Kami bertemu pada malam tanggal 23 Mei 2021 di sebuah Warmindo tak jauh dari Hotel Tentrem. Ia datang dengan Daihatsu Ayla merah, lantas duduk bersama saya setelah memesan seporsi nasi telur orak-arik. Gurat lelah ada di wajahnya.

“Sudah beberapa bulan ini aku kerja di tiga perusahaan. Dari tiga perusahaan itu, pendapatanku ada sekitar dua belas juta per bulan. Tapi ya itu, benar-benar kerja keras dan sangat melelahkan,” keluhnya ketika saya bahas perihal apa kesibukannya saat ini.

“Jadi programmer memang bisa bekerja di banyak tempat, tapi konsekuensinya ya waktu luang berkurang,”

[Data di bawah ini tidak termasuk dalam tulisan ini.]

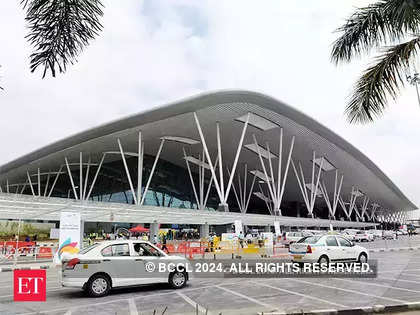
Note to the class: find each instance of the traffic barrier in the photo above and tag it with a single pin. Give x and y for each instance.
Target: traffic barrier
(44, 252)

Saya lantas bertanya kenapa ia begitu mau bekerja keras bekerja di tiga perusahaan, dan jawabannya sangat sederhana. “Ingin kaya.” Ya, ternyata ia masih orang yang saya kenal dulu. Ia masih terobsesi ingin kaya. “Dengan gaji dua belas juta rupiah per bulan, untungnya sudah bisa nyicil mobil meski hanya Daihatsu Ayla.”

Berdasarkan jawaban Rivai, saya lantas bertanya seperti apa standar kaya yang ingin ia capai. Sebelum sempat menjawab, pesanan kami sampai di meja. Ia dengan nasi telur orak-arik dan es teh, sedangkan saya dengan mie dok-dok dan air putih hangat. Mie dok-dok saya masih panas, pun dengan orak-arik milik Rivai, sehingga alih-alih langsung makan, kami justru melanjutkan obrolan.

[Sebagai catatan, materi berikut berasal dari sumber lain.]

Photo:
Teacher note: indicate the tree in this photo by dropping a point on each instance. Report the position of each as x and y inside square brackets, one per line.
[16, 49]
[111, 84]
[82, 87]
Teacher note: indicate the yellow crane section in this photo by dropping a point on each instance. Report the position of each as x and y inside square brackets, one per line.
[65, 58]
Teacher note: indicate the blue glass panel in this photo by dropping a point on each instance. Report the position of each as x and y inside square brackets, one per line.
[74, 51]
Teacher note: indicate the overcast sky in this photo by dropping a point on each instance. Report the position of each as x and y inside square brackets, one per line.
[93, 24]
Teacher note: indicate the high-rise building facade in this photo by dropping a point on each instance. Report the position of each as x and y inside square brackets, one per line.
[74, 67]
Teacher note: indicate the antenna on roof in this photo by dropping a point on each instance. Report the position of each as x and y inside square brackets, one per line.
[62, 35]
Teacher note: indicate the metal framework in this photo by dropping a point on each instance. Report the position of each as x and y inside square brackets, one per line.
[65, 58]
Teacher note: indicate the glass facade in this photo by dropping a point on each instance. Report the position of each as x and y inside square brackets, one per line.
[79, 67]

“Punya duit banyak. Punya rumah sendiri. Punya mobil sendiri. Bisa bersenang-senang.”

Dengan standar yang ia terapkan, saya langsung bertanya pada level mana ia saat ini, apakah masih jauh dari kata kaya atau belum.

“Sayangnya, gaji bulanan dua belas juta itu justru terasa masih kurang. Tidak pernah bisa ada uang yang tersimpan. Semakin banyak uang, maka gaya hidup juga semakin naik. Jadi, saat ini masih jauh dari kaya. Bahkan uang dua belas juta per bulan itu masih kurang rasanya.”

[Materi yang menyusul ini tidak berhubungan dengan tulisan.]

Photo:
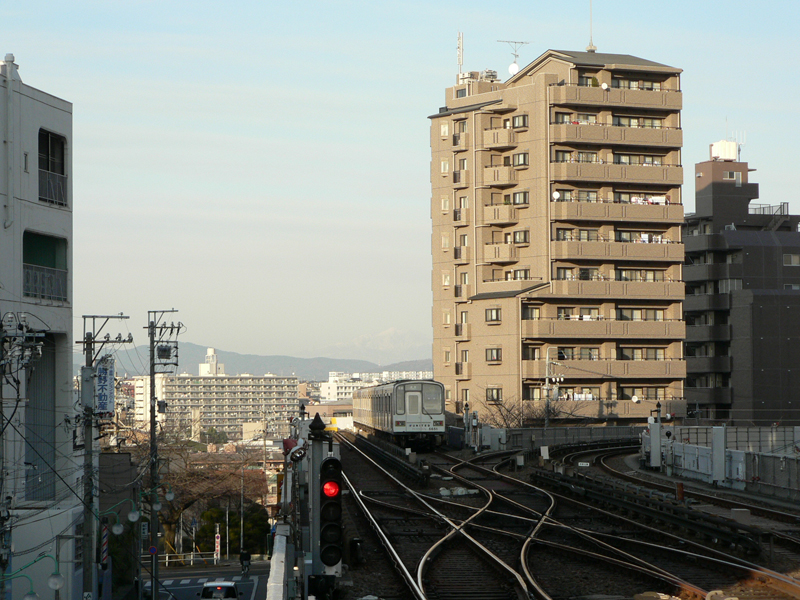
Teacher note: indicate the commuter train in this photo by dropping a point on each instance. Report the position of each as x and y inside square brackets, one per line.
[409, 413]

Benar. Memang ada orang seperti itu, yang selalu merasa kurang sekalipun penghasilannya sudah melebihi kebanyakan orang di kota tempat tinggal.

“Dan terutama, bekerja di tiga perusahaan sekaligus, waktu bersenang-senang juga hampir tidak ada. Banyak orang mengira saya ini kerja cerdas karena bekerja menggunakan laptop dan tidak lelah secara fisik, tetapi sebenarnya saya ini hanya kuli yang bekerja begitu ngoyo. Bedanya, saya nguli di dunia digital.”

Dari apa yang ia keluhkan mengenai bekerja di tiga perusahaan untuk mendapat penghasilan banyak, ia lantas memiliki keinginan untuk memiliki bisnis sendiri yang bisa menghasilkan uang banyak. “Kalau seperti ini terus, namanya perbudakan 4.0. Makanya saya ingin mencoba buka usaha. Berbisnis dan berhasil, tidak seperti bisnis-bisnis yang pernah saya coba lakukan dan gagal.”

Ya. Tentu saya ingat beberapa bisnis yang pernah ia coba. Beberapa pernah hampir berhasil seperti software house atau ketika ia berinvestasi di sebuah kedai kopi. Sayangnya itu semua gagal dan ia menderita kerugian. Beberapa bisnis lain justru gagal total, seperti ketika ia memodali calon pacarnya berjualan kebab.

“Masih ingat dulu Viva La Vida?” ia menyebut nama usaha kebab milik calon pacarnya di masa lalu. “Aku sudah modali dia ini itu. Sudah beli gerobak bagus. Sudah trial berkali-kali dan undang anak-anak untuk mencoba. Endingnya semua itu sia-sia karena dia (calon pacarnya) mendadak tidak ingin menjalankan bisnis karena diterima di sebuah perusahaan.”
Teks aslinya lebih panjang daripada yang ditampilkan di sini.